After voting at my local elementary school on Tuesday, I was walking to my car when there was a drive-by shooting in the area. The screams of children running to safety will forever live burned in my memories. My heart broke for them.
I wondered how teachers, students, administrators, and staff responded to the incident. How did they care for students and themselves? Did students have places to process? Did the adults have a place to process? Did they go back to business as usual?
As an adult, I read about the effects and impacts of trauma, and even I struggled to process what happened. I could not get back to my usual daily rhythm. If I was struggling, I could only imagine what those children were feeling….
Often, when we talk about gun violence and schools, we focus on school shooters. But what about the moments when students witness gun violence within their communities? Where is their refuge?
When schools lean into the toxic tropes that Black & Latine children are “extraordinarily” resilient, students are left vulnerable and without adequate emotional support. They think that these students who attend urban schools, like the ones I attended, do not need to be coddled because they can bounce back. Believing these lies strips them of their childhood innocence and fails their humanity. This is why I think mental health and spiritual care are vital in schools.
For me, being spiritual is the process of “coming home” to the most healed, loved, and well version of oneself.

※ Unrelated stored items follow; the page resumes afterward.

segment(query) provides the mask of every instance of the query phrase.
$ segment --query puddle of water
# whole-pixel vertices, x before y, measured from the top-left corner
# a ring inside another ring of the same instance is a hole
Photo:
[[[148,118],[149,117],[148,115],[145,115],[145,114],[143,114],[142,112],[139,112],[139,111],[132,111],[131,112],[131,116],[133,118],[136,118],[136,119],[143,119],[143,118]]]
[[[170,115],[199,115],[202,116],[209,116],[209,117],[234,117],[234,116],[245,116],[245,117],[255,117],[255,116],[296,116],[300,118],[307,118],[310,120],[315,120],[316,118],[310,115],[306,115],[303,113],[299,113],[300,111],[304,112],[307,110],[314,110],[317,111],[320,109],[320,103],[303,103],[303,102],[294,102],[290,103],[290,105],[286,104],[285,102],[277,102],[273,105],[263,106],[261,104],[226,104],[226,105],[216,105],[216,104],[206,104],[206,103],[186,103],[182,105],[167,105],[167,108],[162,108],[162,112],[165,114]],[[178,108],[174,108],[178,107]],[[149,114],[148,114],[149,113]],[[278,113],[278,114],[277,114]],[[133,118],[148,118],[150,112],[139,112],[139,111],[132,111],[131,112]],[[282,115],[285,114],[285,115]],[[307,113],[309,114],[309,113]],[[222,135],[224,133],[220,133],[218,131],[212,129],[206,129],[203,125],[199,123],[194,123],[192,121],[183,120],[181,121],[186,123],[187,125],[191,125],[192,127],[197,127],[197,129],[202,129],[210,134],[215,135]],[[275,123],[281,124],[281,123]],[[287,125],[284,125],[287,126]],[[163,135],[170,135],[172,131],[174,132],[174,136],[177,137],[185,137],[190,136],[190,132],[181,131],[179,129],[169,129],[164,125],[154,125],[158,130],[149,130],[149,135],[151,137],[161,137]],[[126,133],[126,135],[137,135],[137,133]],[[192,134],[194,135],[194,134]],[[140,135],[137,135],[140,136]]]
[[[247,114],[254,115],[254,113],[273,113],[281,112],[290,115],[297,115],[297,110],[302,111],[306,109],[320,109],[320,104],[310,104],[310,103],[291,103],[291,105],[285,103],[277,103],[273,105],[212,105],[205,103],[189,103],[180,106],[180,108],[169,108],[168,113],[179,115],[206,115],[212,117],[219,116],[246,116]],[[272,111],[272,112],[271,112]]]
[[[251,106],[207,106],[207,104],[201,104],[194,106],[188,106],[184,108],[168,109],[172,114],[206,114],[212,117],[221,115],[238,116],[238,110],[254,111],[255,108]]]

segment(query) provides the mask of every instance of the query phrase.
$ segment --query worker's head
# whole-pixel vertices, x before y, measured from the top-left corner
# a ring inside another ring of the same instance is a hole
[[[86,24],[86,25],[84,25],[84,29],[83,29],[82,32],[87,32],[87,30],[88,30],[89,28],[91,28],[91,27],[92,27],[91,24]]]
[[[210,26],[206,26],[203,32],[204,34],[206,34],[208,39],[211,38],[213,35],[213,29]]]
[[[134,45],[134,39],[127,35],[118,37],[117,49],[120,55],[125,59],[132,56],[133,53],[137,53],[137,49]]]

It is active engagement with believing that life flows and we have a moral responsibility to be in right-relationship with the self, the collective, the land, and all living creatures. How we become in right-relationship with all of these things is a spiritual process. Spirituality helps us to make meaning of the ebbs and flows of life.
That being said, how are schools thinking about the spiritual care of young people and the educators who teach them? How are schools considering the ways that students need a space to make meaning of the world around them?
Schools cannot return to business as usual after experiencing what we all did on Tuesday. Instead, teachers can do healing-centered activities like coloring, journaling, meditating, etc. There are also activities where students can learn more about each other and what matters most to them. Play music, dance, play games, or take more naps. Sometimes, the most important lesson we can learn is how to slow down, feel our breath move through our bodies, and lean on each other when we need each other most.
I know this is easier said than done, and it's not an actual solution to the problem. It’s a starting point that my spirit offers. I hope it helps.